Monday, August 27, 2012

Book Review: Fahrenheit 451 by Ray Bradbury






Fahrenheit 451 
by Ray Bradbury




“We must all be alike. Not everyone born free and equal, as the Constitution says, but everyone made equal. Each man the image of every other; then all are happy, for there are no mountains to make them cower, to judge themselves against. So! A book is a loaded gun in the house next door. Burn it. Take the shot from the weapon.” — Captain Beatty


     Ray Bradbury would have been 92 years old this past Wednesday (August 22, 2012).  He was a prolific writer of science fiction and horror stories, novellas and novels and is best known for Fahrenheit 451, first published in 1953 by Ballantine books.  

   This is the story of Guy Montag, a fireman in a future America.  In this society a fireman's job is not protection from fire, but to burn books and the homes which contain them.  The goal of this is to remove the influence of literature.  Guy begins to doubt his purpose in life when he meets a young neighbor girl named Clarisse.  Clarisse is a romantic and encourages Guy to appreciate and engage his surroundings and life in general:

“You’re not like the others. I’ve seen a few; I know. When I talk, you look at me. When I said something about the moon, you looked at the moon, last night.

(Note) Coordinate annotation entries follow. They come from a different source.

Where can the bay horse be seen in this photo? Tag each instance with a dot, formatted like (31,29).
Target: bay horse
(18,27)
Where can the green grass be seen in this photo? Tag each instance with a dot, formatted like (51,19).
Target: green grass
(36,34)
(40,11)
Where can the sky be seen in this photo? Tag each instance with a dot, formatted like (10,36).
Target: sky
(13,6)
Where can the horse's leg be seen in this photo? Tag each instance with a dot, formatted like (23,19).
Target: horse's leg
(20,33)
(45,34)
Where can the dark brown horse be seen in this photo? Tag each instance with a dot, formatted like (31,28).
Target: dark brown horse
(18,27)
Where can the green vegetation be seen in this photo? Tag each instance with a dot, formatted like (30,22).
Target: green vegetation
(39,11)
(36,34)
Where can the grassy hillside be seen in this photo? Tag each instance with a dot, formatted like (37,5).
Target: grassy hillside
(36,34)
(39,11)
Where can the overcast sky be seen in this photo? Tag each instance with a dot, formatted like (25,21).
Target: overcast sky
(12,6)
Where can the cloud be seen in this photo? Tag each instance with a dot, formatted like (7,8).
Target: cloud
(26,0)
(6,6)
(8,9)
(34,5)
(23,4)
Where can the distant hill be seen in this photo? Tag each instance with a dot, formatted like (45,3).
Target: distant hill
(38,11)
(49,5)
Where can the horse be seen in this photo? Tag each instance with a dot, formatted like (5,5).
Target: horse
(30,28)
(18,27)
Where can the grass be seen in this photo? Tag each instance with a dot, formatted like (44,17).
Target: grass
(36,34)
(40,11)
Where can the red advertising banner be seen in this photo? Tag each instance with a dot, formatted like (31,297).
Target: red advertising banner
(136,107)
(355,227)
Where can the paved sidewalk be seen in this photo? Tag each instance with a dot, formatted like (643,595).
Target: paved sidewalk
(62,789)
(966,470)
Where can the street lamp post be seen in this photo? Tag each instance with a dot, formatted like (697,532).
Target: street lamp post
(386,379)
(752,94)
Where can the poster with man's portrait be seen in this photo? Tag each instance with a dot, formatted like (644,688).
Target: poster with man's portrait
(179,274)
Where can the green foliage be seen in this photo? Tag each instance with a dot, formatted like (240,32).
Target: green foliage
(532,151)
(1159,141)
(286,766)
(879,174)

The others would never do that.”

     Clarisse and her family disappear under suspicious circumstances and Guy ponders the meaning of his discussions with Clarisse.  He becomes frustrated with his wife Mildred who sits all day enveloped in a television "room" where her stories are displayed on the walls.  Mildred talks of the actors as if they were family and her whole life becomes interchangeable with the plots of the television dramas.

     Guy becomes particularly distraught when, during the process of burning a book-filled home, the old woman who owns the home perishes in the fire.  He begins a process of pilfering books and keeping them in his home (well aware of the danger of such action) and befriends an old theologian.  In the final chapters of the book Guy is revealed as a book owner and he is on the run from the authorities after a particularly violent confrontation at his burning home.  In hiding out in the country, Guy encounters other intellectuals on the lam and witnesses the beginning of an Armageddon-like war.  

     There have been many interpretations of this brief but powerful novel.  Many center around the idea of censorship and suppression of knowledge by the state.  Bradbury himself stated that the novel was more about the dehumanizing effect of television on humans - taking over their lives and thoughts at the expense of self-knowledge, free thinking and individuality.  How prescient is this novel, written nearly sixty years ago?  Today we do have room-sized televisions, 3-D screens and surround sound, much like the "television rooms" Bradbury describes in Fahrenheit 451.  We also have the phenomenon of "reality TV" where the characters in these shows become like family for some.  We live in an age where the majority of adults never read a book and what passes for literature is basically trash (Fifty Shades of Grey, anyone?).

     This novel is well worth reading, not only for the critical ideas the author explores, but also for the quality of the writing, so absent from today's "literature."